The arterial distribution of Embozene and Embosphere microspheres in sheep kidney and uterus embolization models.

PURPOSE

To compare the in vivo distribution of the new embolic Embozene versus Embosphere as a control in the sheep renal and uterine vasculature.

MATERIALS AND METHODS

Twelve sheep (three per group of product and size) were selectively embolized with Embozene 700 μm, Embozene 900 μm, Embosphere 500-700 μm, or Embosphere 700-900 μm, in one renal artery (0.5 mL microspheres) and in the two uterine arteries (0.25 mL each) and sacrificed 72 hours later for pathologic examination of kidney and uterus. Partition of microspheres in the vasculature was determined according to a classification of the renal and the uterine vasculatures into several zones. Vascular diameters and microsphere deformation were measured.

RESULTS

Embozene 700 μm and Embozene 900 μm occluded significantly more distally than Embosphere 500-700 μm and Embosphere 700-900 μm in renal and uterine vasculature.
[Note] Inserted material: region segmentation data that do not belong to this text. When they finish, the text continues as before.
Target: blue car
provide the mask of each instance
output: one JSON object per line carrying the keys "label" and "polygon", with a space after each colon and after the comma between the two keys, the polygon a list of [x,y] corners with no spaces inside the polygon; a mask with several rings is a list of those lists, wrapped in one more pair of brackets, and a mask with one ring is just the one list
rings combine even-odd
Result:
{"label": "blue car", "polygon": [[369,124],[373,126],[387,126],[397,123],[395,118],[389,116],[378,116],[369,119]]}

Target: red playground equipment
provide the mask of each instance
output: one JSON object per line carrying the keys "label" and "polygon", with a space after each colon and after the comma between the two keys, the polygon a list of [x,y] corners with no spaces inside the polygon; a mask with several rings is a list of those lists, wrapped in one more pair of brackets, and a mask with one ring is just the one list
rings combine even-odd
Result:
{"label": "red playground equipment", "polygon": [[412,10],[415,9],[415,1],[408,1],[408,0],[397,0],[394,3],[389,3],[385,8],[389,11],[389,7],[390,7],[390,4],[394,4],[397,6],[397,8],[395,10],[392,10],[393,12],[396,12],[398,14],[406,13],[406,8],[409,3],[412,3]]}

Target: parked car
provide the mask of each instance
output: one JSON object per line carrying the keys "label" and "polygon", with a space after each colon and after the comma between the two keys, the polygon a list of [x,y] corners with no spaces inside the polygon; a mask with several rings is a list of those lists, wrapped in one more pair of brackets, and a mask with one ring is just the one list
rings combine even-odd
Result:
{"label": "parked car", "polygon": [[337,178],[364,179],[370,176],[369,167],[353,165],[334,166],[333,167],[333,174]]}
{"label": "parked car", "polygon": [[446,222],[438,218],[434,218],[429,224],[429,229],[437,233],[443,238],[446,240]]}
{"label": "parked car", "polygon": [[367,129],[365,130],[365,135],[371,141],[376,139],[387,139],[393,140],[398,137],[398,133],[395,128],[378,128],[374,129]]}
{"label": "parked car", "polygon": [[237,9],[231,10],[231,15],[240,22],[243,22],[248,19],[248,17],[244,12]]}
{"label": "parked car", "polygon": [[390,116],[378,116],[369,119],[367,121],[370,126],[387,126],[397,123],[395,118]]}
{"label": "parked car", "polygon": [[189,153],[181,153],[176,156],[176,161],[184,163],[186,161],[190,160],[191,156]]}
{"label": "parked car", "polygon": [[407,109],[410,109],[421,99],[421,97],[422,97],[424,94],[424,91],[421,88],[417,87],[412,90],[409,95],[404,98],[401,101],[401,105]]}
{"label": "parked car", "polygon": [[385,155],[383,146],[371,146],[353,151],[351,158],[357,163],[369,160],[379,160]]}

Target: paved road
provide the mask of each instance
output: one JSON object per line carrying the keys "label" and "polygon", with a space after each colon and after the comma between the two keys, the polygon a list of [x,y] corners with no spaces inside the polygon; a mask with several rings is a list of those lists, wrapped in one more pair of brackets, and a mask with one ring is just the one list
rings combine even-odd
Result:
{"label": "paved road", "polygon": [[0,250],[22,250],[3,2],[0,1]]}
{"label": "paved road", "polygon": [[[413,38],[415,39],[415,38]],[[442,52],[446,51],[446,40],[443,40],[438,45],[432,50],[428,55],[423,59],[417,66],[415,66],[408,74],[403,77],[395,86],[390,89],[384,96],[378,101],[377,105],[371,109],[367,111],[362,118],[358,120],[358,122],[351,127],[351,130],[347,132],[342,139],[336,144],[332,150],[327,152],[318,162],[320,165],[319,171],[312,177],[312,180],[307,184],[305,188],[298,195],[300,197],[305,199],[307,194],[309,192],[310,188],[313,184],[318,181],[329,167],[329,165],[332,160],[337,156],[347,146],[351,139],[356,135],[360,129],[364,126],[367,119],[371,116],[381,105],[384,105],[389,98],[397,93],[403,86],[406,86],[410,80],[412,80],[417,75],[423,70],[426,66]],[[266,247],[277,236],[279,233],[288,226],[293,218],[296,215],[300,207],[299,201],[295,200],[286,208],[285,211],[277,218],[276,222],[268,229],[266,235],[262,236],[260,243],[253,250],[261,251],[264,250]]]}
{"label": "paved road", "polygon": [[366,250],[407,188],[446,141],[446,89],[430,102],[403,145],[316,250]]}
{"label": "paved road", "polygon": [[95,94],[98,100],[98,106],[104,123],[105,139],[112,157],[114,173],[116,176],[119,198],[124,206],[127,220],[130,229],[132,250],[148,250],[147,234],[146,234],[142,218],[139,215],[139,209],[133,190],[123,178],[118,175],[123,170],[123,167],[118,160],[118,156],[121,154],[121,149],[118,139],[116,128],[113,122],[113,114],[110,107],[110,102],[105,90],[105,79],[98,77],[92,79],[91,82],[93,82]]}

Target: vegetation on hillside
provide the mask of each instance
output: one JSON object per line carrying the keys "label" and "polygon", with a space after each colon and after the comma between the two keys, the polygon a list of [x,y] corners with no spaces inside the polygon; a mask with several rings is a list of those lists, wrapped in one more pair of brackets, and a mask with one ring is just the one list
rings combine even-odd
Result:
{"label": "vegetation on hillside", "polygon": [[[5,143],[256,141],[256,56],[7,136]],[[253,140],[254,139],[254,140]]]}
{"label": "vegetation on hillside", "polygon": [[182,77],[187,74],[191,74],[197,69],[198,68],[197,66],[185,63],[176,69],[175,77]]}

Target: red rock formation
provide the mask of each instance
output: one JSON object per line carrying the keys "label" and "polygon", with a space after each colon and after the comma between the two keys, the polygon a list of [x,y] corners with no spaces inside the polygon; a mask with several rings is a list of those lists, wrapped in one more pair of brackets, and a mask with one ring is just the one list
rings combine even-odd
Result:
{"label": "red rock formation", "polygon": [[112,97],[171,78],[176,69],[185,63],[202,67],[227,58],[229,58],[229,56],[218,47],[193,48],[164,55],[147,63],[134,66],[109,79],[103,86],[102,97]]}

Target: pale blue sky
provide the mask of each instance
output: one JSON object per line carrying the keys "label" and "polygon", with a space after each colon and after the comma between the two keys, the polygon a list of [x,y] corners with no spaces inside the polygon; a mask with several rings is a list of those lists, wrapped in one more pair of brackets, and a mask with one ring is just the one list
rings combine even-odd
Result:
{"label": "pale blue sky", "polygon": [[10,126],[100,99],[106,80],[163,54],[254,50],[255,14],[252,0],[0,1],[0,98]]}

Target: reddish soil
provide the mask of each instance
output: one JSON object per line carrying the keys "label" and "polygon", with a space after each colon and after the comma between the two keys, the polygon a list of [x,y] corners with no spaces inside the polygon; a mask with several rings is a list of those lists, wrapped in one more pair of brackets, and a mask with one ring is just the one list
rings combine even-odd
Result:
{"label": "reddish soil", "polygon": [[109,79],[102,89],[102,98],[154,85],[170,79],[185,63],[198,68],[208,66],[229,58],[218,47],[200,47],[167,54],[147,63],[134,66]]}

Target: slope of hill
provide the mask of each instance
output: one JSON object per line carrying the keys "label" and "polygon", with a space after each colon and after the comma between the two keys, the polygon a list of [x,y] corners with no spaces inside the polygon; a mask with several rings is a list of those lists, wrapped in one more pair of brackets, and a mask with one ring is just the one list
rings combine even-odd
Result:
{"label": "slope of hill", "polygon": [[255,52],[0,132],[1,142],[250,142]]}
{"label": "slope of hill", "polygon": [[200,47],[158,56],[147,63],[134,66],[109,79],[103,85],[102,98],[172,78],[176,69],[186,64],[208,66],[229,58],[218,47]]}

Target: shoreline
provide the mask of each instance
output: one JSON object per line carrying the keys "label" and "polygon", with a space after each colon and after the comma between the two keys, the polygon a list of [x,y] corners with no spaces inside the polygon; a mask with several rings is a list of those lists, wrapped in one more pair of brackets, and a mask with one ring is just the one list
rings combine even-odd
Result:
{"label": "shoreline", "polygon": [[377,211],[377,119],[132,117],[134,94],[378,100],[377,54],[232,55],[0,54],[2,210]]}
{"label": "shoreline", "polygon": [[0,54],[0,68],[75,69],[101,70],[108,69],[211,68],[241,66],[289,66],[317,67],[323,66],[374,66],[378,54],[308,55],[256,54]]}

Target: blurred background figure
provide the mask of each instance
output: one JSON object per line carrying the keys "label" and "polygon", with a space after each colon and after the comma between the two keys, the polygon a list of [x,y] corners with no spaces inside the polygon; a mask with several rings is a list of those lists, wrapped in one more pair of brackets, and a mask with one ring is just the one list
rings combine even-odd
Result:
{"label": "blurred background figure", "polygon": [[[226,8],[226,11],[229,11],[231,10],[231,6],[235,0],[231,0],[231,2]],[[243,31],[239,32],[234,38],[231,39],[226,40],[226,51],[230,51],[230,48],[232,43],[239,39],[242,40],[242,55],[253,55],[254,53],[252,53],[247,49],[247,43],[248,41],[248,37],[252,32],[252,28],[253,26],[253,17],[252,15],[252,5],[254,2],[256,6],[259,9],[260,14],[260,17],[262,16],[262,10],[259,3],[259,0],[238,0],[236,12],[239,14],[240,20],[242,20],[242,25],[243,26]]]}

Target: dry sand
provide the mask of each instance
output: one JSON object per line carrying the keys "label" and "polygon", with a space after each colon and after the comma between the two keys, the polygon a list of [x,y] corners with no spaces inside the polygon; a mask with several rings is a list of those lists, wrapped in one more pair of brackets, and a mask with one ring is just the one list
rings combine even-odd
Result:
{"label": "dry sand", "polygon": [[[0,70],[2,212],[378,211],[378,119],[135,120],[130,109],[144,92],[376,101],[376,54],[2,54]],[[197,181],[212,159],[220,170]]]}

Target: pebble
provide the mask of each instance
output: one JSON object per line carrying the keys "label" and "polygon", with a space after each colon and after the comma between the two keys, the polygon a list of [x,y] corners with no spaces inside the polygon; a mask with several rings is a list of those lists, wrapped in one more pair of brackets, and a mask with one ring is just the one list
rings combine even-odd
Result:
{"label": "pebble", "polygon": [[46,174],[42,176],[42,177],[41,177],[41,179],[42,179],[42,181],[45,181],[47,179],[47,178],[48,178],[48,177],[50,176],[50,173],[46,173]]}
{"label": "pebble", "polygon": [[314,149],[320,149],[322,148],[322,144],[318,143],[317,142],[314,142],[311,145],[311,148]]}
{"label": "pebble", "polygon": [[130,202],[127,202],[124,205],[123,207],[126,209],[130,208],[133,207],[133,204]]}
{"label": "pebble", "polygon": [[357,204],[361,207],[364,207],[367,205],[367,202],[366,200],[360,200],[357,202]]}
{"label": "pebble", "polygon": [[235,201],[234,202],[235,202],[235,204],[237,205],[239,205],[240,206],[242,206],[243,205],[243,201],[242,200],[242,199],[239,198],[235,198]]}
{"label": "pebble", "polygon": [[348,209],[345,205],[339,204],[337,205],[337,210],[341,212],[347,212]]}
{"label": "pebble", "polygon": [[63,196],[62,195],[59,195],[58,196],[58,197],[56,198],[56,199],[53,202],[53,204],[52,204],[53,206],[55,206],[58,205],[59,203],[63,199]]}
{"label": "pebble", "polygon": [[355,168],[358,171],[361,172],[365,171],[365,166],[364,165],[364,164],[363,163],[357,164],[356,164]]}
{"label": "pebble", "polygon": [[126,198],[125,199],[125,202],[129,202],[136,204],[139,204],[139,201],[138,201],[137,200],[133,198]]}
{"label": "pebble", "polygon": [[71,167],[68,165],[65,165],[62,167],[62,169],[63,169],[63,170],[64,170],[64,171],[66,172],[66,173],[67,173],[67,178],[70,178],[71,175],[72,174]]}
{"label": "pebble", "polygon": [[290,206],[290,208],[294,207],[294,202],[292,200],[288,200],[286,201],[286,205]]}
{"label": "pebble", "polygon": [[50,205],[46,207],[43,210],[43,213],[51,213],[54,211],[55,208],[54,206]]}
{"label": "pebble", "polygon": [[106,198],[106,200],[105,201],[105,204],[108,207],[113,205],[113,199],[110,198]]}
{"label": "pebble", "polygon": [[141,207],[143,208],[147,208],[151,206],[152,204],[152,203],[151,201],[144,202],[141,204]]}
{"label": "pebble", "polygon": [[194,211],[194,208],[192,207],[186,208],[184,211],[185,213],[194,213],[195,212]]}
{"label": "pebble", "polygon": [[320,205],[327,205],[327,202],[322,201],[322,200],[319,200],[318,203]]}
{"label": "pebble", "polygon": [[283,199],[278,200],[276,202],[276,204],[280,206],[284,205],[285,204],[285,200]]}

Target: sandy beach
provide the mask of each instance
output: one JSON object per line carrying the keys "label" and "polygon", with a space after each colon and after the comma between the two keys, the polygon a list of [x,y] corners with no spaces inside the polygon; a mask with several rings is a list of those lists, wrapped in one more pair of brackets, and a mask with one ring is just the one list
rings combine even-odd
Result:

For Embozene, the vessel diameter was not significantly different between the two sizes, for each organ, whereas it was significantly larger for Embosphere 700-900 μm than for Embosphere 500-700 μm in each organ. Embozene deformation was significantly higher than that of Embosphere in renal and uterine vasculature, increased from proximal to distal in location for both organs and correlated negatively with vessel diameter (Rho = -0.623; P < .0001). Embosphere deformation did not vary according to the zone.

CONCLUSIONS

Embozene microspheres have a higher in vivo deformation, which results in a more distal occlusion within the vascular network compared with reference Embosphere microspheres. The diameter of occluded vessels varied for the tested size range for Embosphere but was independent of the tested microsphere size range used for Embozene. The deformation of Embozene appears to determine the size of the vessels occluded as opposed to the granulometric particle size, which makes level of occlusion unpredictable.